Tindaya is a mountain near the Spanish town of La Oliva, on Fuerteventura in the Canary Islands. It is of special archaeological interest because of the number of rock carvings found there. Tindaya was a sacred place for the aboriginal people of Fuerteventura, who made more than 200 carvings, including “podomorphs” or sacred etchings resembling footprints. They were created by the Guanche people, also known as the “Majos”, who are thought to have migrated from North Africa. Intended to ward off evil spirits, the carvings may date to as early as the first century BCE.
Eduardo Chillida (1924-2002) was a Basque sculptor noted for his monumental abstract works. Chillida’s earliest sculptures concentrated on the human form, the later ones tending to be more massive and more abstract (although Chillida rejected the label “abstract”, preferring to call himself a “realist sculptor”).
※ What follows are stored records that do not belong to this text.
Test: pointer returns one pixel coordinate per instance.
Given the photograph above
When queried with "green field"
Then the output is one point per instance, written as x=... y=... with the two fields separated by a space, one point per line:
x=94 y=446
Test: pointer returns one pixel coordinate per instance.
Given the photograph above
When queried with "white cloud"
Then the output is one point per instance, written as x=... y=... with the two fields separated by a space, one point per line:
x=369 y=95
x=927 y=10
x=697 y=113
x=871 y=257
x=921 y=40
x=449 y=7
The Tindaya project was born when Chillida came up with the idea of giving concrete form to a concept he had already explored in his alabaster sculpture “Moñtana vacía” (empty mountain): finding a real mountain which he could empty out to create a mystic space inside. Chillida planned to carve out a cube measuring about 50 metres in each direction, extracting 125,000 cubic metres of stone in the process. The space would be lit by two openings that allowed light to filter in with highly evocative effects and, at certain times of the year, provide unusual glimpses of the sun and the moon.
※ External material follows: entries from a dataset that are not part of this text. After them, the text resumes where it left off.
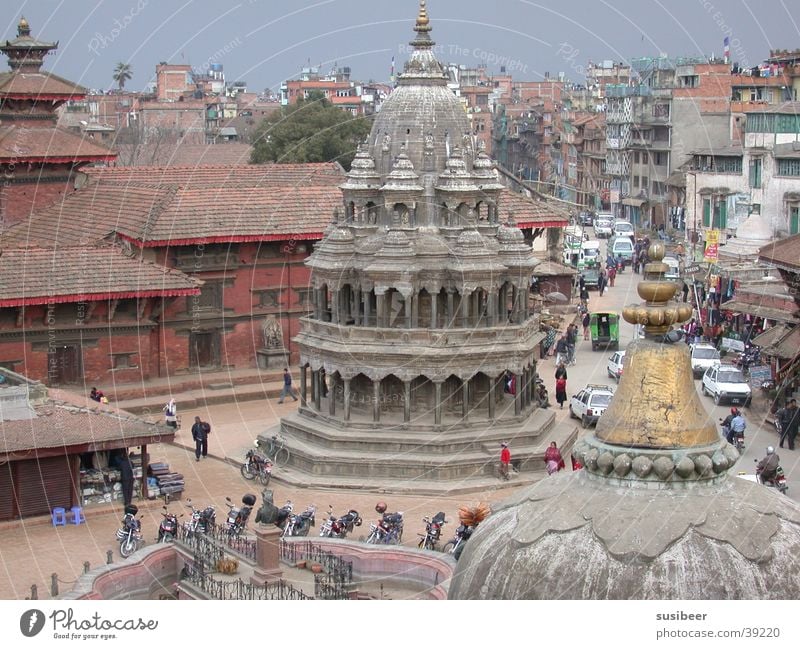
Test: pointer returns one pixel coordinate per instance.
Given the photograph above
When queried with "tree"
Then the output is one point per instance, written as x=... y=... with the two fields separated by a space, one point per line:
x=122 y=73
x=312 y=130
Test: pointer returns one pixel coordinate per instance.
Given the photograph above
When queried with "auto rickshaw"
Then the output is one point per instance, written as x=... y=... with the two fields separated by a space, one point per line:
x=605 y=329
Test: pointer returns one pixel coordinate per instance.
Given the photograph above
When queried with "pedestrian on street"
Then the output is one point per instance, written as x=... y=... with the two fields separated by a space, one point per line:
x=287 y=386
x=561 y=391
x=505 y=460
x=200 y=432
x=171 y=414
x=126 y=478
x=612 y=275
x=790 y=422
As Chillida wrote in a letter to the press in 1996, “The idea was to create a sculpture that would protect the sacred mountain. The large space created in the heart of the mountain is invisible from the outside, but those who dare to venture within will see the sun and the moon from a hollow with no horizon.”
The project was never carried out, but recently, to the dismay of cultural, environmental and archaeological campaigners, it has again been given the go ahead following a meeting between Chillida’s family and the President of the Canary Islands, Paulino Rivero, and his environment minister Domingo Berriel. Chillida’s widow, Pilar Belzunce, has signed over the intellectual rights to her late husband’s plans so that a foundation can be established to manage and instigate the excavations.
People opposing the project argue it is likely to damage the ancient rock carvings, located just 70 metres from the proposed site. Margarita Díaz-Andreu, an archaeologist from Durham University who specialises in prehistory, says: “It was by marking the mountain that the indigenous inhabitants endowed Tindaya with meaning. Cultural landscapes such as this have a universal value and should be protected, particularly in areas like the Canary Islands which have already experienced a high degree of destruction due to the tourist industry.”
It’s likely that, with due care and attention, there is room for both. What we shall never know is what the Guanche people would have made of men moving mountains.